Delitti di regime by Ben Pastor & Enrico Solito

Delitti di regime by Ben Pastor & Enrico Solito

autore:Ben Pastor & Enrico Solito [Pastor, Ben & Solito, Enrico]
La lingua: ita
Format: epub
editore: Aliberti editore
pubblicato: 0101-01-01T00:00:00+00:00


Il gruppetto che si allontanò dalla casa qualche minuto più tardi era, a dir poco, singolarmente curioso: due uomini di mezza età ben vestiti, un giovanotto dall’aria sbarazzina e un moccioso. “Meno male che non volevo dare nell’occhio” pensava Morosini ironico, ma fece buon viso a cattivo gioco. Camminarono silenziosi per le strade deserte, con le finestre ben serrate. Qualcuno passava e scantonava subito, mentre lontano si sentivano i passi cadenzati delle ronde dei soldati. Le case erano tutte molto semplici, quelle tipiche dei paesi d’allora: casuccie a due piani appoggiate le une alle altre in lunghe file, con le facciate chiare rallegrate da gelosie verdi e gerani rosso fuoco, e dai panni che qua e là si stendevano dalle finestre. Da una di quelle strade si trovarono di botto in un’enorme piazza a quadrilatero, chiusa al lato opposto dal bel Palazzo Municipale – un edificio moderno, su tre piani – e da altre case ancora, di una certa eleganza.

— Quello dietro a noi è il muro del cimitero, che chiude la piazza — fece il Conti. — Guardate, son fori di pallottole.

Il muro, infatti, era tutto scheggiato. E Morosini notò subito i segni sul villino adiacente l’angolo, ad altezza d’uomo.

— Noi si era laggiù, a metà piazza, vicino la cantonata con la via. Accanto al caffè, vedete? Quella è via Mazzini — indicò il ragazzino.

— Dove l’hanno colpito, il tuo amico?

— Dietro la testa, qui. Anche gli altri, ho sentito. Li han presi tutti alla schiena.
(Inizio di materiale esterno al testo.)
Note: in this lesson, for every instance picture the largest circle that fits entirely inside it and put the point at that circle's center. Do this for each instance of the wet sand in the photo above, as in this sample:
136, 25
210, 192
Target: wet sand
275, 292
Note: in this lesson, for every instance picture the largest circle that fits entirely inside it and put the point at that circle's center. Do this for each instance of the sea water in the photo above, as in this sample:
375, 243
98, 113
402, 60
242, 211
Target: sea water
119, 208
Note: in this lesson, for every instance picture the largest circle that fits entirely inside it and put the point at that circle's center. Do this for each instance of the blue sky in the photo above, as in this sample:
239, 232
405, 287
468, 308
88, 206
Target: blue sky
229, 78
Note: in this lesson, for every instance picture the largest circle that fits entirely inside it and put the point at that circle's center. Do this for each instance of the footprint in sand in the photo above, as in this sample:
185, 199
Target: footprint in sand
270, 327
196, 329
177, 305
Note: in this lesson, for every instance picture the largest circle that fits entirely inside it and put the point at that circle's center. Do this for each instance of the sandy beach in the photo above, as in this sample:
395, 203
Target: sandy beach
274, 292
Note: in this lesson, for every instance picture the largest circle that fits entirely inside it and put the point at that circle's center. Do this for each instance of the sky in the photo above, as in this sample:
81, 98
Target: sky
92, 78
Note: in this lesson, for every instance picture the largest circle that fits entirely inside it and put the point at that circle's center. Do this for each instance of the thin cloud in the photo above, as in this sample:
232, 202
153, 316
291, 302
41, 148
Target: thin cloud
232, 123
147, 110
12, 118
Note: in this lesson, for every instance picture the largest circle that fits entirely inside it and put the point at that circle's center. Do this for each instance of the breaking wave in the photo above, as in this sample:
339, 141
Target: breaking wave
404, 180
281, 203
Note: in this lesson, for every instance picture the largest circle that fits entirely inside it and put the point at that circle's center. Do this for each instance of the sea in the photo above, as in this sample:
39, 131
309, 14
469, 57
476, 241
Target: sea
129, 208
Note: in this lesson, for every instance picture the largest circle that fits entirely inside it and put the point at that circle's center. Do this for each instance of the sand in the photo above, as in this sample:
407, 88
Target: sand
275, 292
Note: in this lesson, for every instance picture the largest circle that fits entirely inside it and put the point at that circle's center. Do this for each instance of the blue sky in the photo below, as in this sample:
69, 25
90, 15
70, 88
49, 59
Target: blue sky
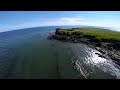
11, 20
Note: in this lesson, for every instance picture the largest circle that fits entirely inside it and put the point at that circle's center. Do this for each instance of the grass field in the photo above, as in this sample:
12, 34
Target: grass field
98, 33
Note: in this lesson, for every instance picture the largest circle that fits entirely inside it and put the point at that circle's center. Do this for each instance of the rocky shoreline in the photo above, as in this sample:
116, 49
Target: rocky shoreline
109, 49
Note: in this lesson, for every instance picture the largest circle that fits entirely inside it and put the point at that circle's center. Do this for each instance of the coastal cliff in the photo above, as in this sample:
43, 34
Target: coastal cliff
105, 41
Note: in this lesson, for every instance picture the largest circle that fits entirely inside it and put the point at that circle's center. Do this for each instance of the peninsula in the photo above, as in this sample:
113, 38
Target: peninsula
103, 40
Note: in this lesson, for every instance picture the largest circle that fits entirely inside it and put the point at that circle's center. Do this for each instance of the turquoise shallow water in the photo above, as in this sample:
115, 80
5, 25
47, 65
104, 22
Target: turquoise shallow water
27, 54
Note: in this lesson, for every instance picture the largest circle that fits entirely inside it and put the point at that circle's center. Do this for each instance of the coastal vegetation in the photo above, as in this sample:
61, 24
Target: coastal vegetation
104, 40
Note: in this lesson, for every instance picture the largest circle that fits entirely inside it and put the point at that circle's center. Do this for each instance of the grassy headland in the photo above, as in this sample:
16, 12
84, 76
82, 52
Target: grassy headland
104, 40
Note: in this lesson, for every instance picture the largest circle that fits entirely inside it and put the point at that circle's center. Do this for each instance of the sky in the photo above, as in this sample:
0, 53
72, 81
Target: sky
12, 20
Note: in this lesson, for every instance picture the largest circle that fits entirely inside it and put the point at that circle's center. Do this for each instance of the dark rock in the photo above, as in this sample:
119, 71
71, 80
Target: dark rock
116, 46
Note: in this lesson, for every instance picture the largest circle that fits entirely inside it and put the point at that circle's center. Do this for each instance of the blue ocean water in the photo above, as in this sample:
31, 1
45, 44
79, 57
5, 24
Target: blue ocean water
28, 54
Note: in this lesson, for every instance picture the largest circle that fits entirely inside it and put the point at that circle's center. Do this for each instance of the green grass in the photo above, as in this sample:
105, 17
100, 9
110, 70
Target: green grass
97, 32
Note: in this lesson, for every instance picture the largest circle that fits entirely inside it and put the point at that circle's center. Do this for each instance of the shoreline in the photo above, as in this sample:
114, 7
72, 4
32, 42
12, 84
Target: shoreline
108, 49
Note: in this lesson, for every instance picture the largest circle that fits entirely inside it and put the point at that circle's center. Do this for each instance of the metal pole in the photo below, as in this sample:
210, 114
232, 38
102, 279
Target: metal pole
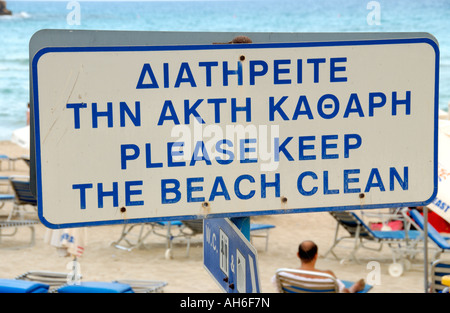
425, 245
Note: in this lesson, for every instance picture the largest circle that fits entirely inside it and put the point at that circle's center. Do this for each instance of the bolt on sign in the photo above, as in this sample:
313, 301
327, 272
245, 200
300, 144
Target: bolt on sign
143, 133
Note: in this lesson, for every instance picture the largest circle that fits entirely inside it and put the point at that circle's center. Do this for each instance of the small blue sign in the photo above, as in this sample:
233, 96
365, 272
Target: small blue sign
229, 257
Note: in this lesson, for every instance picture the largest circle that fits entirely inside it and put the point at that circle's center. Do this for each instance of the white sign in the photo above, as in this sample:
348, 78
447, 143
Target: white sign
229, 257
170, 132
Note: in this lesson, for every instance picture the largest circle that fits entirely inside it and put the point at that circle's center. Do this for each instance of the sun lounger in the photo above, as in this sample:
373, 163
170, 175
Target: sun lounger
403, 243
21, 286
439, 270
5, 198
442, 244
288, 281
134, 235
15, 225
4, 158
96, 287
52, 279
260, 231
144, 286
23, 195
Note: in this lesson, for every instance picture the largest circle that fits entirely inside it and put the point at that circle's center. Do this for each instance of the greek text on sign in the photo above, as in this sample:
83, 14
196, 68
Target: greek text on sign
169, 132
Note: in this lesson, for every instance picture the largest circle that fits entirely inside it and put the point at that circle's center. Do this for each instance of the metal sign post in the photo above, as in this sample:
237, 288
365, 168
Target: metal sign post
229, 257
141, 133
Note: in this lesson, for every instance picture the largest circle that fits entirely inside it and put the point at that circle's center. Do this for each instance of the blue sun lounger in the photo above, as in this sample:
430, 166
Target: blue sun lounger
22, 286
261, 231
441, 242
96, 287
403, 243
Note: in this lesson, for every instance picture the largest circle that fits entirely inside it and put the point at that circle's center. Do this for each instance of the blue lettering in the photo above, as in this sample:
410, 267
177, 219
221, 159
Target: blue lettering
277, 71
244, 150
358, 109
192, 110
129, 192
237, 189
134, 118
227, 72
208, 66
282, 148
298, 111
348, 180
300, 183
406, 102
148, 157
316, 63
348, 146
334, 69
275, 184
302, 147
321, 106
107, 114
124, 157
184, 68
171, 153
168, 105
147, 69
224, 152
82, 188
190, 189
218, 182
246, 109
277, 108
254, 73
172, 190
326, 145
373, 104
326, 190
76, 112
374, 181
394, 174
113, 193
200, 145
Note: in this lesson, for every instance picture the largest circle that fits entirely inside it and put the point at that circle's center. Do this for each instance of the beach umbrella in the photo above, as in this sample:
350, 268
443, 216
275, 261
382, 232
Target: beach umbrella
68, 242
441, 204
21, 137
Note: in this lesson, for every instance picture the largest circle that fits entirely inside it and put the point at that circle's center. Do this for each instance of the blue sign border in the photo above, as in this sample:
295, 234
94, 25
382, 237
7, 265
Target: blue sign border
137, 48
237, 241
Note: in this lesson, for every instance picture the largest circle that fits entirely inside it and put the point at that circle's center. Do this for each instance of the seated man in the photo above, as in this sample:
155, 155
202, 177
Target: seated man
308, 254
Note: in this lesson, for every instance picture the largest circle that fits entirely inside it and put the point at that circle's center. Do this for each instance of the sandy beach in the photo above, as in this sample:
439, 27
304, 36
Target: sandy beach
101, 261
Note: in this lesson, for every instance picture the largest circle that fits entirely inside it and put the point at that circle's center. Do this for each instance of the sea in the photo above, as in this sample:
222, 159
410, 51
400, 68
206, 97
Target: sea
432, 16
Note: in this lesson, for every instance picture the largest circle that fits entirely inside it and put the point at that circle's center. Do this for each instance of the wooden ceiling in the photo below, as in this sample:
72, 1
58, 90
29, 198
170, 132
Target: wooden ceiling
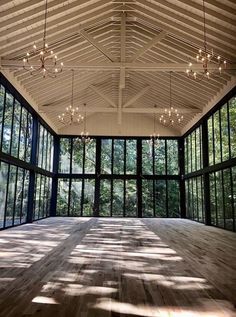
122, 53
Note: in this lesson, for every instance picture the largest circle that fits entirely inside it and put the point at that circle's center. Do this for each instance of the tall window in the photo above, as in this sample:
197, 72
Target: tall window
15, 127
14, 186
45, 149
116, 178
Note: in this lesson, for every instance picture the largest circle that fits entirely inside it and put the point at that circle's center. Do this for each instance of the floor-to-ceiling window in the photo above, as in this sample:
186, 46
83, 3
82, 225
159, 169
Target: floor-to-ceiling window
108, 168
215, 177
25, 164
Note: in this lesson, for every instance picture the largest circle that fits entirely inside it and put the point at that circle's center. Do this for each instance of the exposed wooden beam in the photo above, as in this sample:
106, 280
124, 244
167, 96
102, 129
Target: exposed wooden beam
136, 97
98, 45
122, 78
149, 45
103, 96
146, 110
93, 66
122, 69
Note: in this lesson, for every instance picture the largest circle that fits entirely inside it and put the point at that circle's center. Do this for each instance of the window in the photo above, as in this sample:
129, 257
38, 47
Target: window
193, 151
16, 127
14, 185
45, 149
42, 197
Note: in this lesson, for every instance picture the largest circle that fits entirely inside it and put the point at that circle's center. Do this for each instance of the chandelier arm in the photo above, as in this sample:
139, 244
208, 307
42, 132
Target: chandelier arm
72, 89
204, 27
170, 90
45, 24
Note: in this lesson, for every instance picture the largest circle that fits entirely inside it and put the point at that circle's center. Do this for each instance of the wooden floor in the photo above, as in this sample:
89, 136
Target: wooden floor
66, 267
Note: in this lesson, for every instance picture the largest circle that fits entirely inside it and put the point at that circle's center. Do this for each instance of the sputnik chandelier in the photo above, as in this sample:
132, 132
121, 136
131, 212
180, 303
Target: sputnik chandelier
171, 115
71, 115
205, 57
84, 135
48, 61
154, 137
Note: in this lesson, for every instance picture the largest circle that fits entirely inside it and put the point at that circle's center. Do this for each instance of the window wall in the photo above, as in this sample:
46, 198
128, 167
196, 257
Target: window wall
45, 149
119, 172
15, 127
42, 195
160, 183
14, 186
216, 177
193, 151
18, 144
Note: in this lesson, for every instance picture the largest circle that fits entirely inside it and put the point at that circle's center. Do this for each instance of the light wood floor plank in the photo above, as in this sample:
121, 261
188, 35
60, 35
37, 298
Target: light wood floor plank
103, 267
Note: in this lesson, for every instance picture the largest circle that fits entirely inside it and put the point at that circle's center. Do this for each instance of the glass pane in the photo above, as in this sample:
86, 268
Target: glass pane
195, 199
147, 198
2, 97
23, 134
224, 132
25, 197
88, 199
64, 160
3, 190
11, 196
186, 155
6, 142
118, 157
16, 130
130, 198
160, 198
219, 199
210, 141
213, 205
40, 145
160, 158
217, 141
193, 146
131, 157
19, 196
147, 158
200, 199
90, 157
63, 197
234, 193
36, 197
172, 157
29, 138
232, 119
106, 156
118, 198
77, 156
173, 198
189, 154
228, 200
198, 149
105, 198
75, 198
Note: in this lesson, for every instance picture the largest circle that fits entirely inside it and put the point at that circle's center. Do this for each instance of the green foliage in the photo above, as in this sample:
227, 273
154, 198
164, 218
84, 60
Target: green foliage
193, 150
222, 197
42, 196
64, 158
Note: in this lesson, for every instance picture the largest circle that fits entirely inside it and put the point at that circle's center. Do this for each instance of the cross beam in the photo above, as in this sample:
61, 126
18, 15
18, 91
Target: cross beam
116, 66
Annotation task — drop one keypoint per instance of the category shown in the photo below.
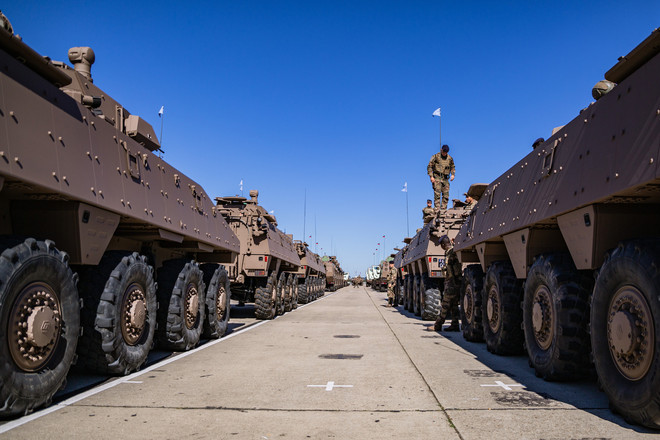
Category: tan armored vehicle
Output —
(334, 277)
(571, 232)
(265, 271)
(424, 260)
(107, 220)
(310, 275)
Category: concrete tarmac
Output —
(343, 367)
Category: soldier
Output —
(441, 170)
(451, 294)
(428, 213)
(391, 282)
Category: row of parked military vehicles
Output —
(105, 248)
(561, 254)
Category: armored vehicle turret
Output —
(310, 275)
(424, 260)
(90, 215)
(265, 271)
(571, 233)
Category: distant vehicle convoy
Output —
(561, 254)
(105, 248)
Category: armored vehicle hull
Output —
(424, 259)
(266, 270)
(571, 233)
(90, 216)
(310, 276)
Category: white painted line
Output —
(329, 386)
(499, 383)
(126, 379)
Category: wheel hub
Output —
(134, 314)
(192, 306)
(493, 309)
(220, 303)
(34, 326)
(542, 317)
(631, 333)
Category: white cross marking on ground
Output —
(330, 385)
(499, 383)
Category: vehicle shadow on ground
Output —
(583, 394)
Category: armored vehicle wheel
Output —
(501, 311)
(39, 324)
(417, 309)
(555, 317)
(218, 302)
(288, 292)
(181, 291)
(302, 293)
(430, 300)
(281, 287)
(471, 295)
(119, 313)
(625, 330)
(265, 299)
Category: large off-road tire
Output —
(556, 317)
(218, 301)
(181, 291)
(431, 299)
(304, 292)
(39, 324)
(265, 299)
(471, 296)
(119, 313)
(625, 330)
(501, 311)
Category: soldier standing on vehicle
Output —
(391, 282)
(428, 213)
(441, 170)
(453, 280)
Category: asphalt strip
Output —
(127, 379)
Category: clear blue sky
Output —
(335, 97)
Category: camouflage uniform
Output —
(440, 168)
(452, 290)
(428, 214)
(391, 282)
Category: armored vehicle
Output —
(380, 283)
(571, 233)
(400, 273)
(87, 212)
(334, 277)
(373, 272)
(265, 271)
(311, 274)
(424, 261)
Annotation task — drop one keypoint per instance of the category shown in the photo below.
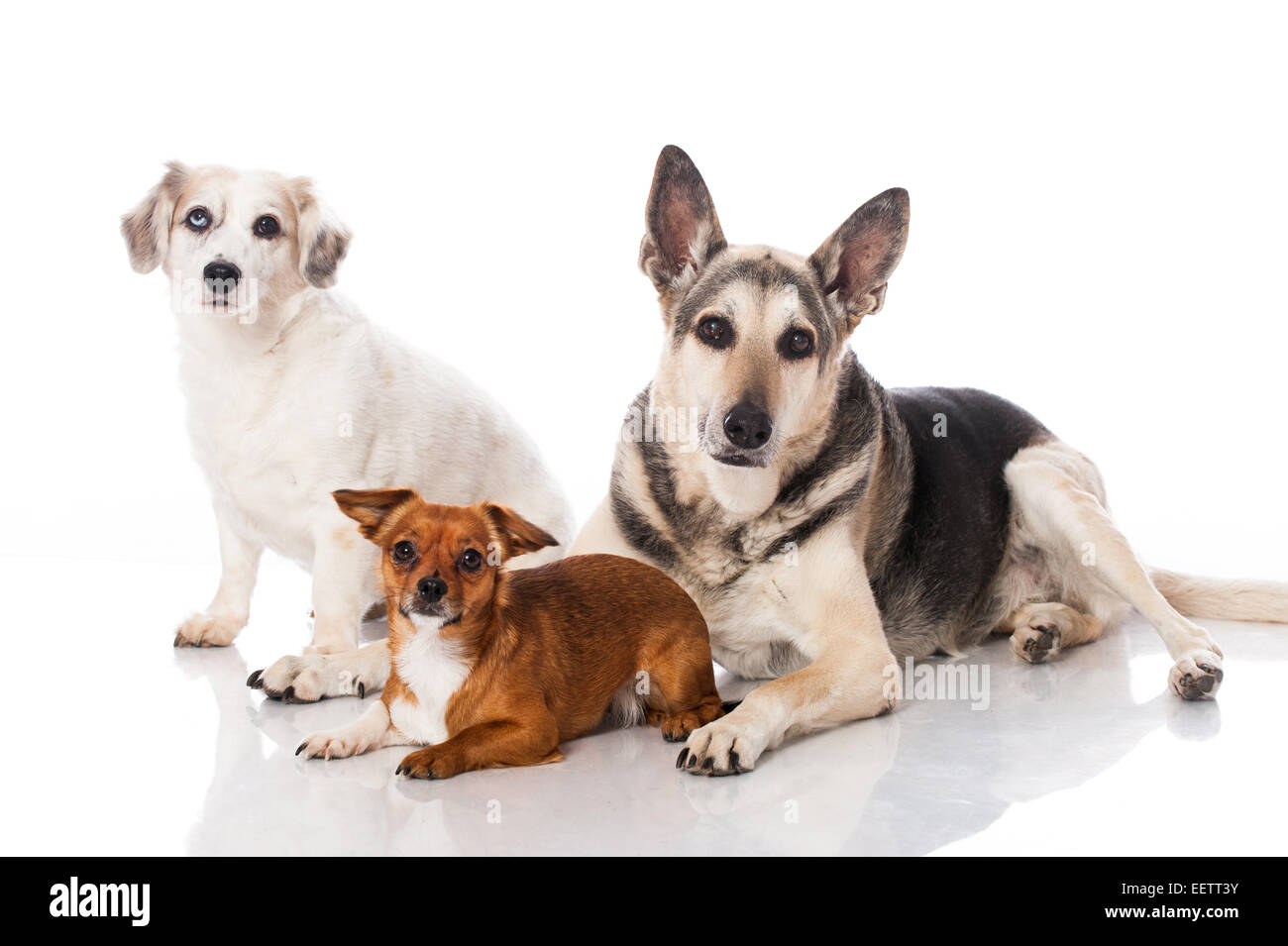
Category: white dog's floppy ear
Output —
(147, 227)
(857, 261)
(323, 241)
(682, 232)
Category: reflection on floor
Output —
(145, 749)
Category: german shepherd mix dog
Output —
(827, 527)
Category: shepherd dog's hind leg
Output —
(1059, 495)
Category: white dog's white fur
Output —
(292, 394)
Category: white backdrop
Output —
(1098, 228)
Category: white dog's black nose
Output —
(432, 589)
(220, 277)
(748, 426)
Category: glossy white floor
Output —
(119, 744)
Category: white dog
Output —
(292, 392)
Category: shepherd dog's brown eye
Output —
(715, 331)
(797, 344)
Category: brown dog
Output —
(496, 668)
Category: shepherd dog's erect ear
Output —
(322, 240)
(372, 507)
(682, 232)
(147, 227)
(857, 261)
(516, 533)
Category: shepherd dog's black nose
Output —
(220, 277)
(748, 426)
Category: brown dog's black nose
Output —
(220, 277)
(748, 426)
(432, 589)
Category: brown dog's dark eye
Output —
(715, 332)
(798, 344)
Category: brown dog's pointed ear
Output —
(682, 232)
(322, 240)
(370, 507)
(857, 261)
(147, 227)
(518, 536)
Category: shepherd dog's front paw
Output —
(1197, 676)
(308, 679)
(204, 630)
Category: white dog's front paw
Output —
(1197, 676)
(725, 747)
(335, 745)
(207, 631)
(308, 679)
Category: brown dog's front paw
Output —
(425, 764)
(679, 726)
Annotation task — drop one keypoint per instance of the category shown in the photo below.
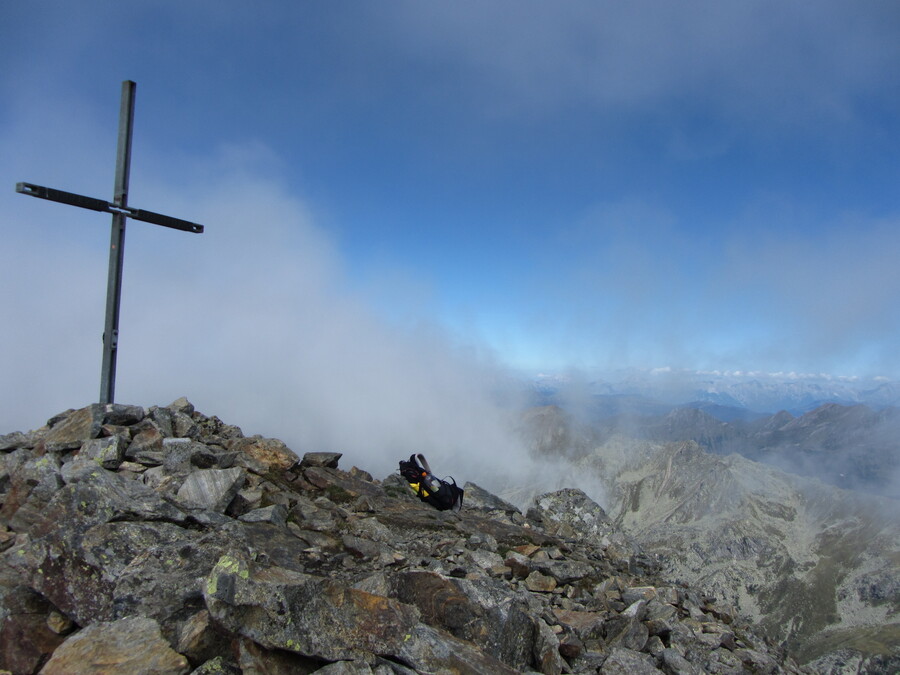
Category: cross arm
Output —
(100, 205)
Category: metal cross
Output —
(120, 211)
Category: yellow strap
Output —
(417, 489)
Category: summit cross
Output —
(120, 211)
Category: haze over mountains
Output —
(845, 432)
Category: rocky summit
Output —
(162, 540)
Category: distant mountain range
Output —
(814, 565)
(727, 396)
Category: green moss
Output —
(338, 494)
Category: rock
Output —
(211, 489)
(106, 452)
(26, 640)
(243, 559)
(269, 453)
(181, 405)
(479, 498)
(133, 645)
(587, 625)
(571, 512)
(275, 514)
(14, 441)
(328, 460)
(539, 582)
(627, 662)
(122, 415)
(147, 447)
(316, 617)
(546, 655)
(74, 429)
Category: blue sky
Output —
(532, 185)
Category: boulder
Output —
(211, 489)
(134, 645)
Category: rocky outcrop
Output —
(164, 541)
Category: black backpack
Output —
(440, 494)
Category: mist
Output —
(255, 321)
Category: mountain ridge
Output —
(163, 540)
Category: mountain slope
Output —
(803, 559)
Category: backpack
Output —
(441, 494)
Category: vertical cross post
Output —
(120, 212)
(117, 245)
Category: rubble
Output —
(164, 541)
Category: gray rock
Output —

— Venite con me. Tu restatene qui, figliolo; voglio dare un’occhiata più in là. Fate caso se vedete bossoli per terra: se abbiamo fortuna gliene sarà scappato qualcuno — borbottò Morosini avviandosi con aria indolente verso il centro della piazza. — Fate finta di passeggiare e di chiacchierare.

Nel gruppo di gendarmi che sostava nell’androne del Palazzo, proprio di fronte a loro, c’era intanto un certo fermento: soldati e poliziotti uscivano ed entravano, come a portare ordini. Alcuni avevano fissato il gruppetto e dopo un poco una pattuglia di tre soldati e un sottufficiale, armi in pugno, puntò decisamente sui tre.

— Chi siete? — chiese ruvidamente il superiore, un sergente ancora giovane.

Morosini, con aria sorpresa, allargò le braccia.

— Non lo riconoscete, sergente? L’onorevole Pescetti, deputato del Regno! Siamo qui perché abbiam saputo... Mi meraviglio che a un parlamentare non sia tributato il rispetto che la sua carica...

L’uomo si irrigidì sull’attenti, imbarazzato. — Scusatemi, signori, ma obbedivo agli ordini. Fate pure.

— Brutta storia, eh? Sarete stati attaccati, mi figuro.

— Una folla immensa, signore, una massa di esagitati. Ci hanno scaraventato addosso una sassaiola così fitta che non me ne ricordo un’altra, e anche qualche sparo. Noi, per difenderci...

— Certo. Molti feriti tra i vostri?

— Nessuno.

— Avevano una mira pessima codesti lanciatori di sassi, allora. Mi han detto, però, che non si son sentiti gli squilli della tromba.

— Col dovuto rispetto, sbagliate, signore. Il delegato ha indossato la sciarpa e fatto fare gli squilli, tutto secondo le regole. Ma purtroppo... credo che la maggior parte delle vittime sia stata colpita dai sovversivi stessi – per sbaglio, si capisce.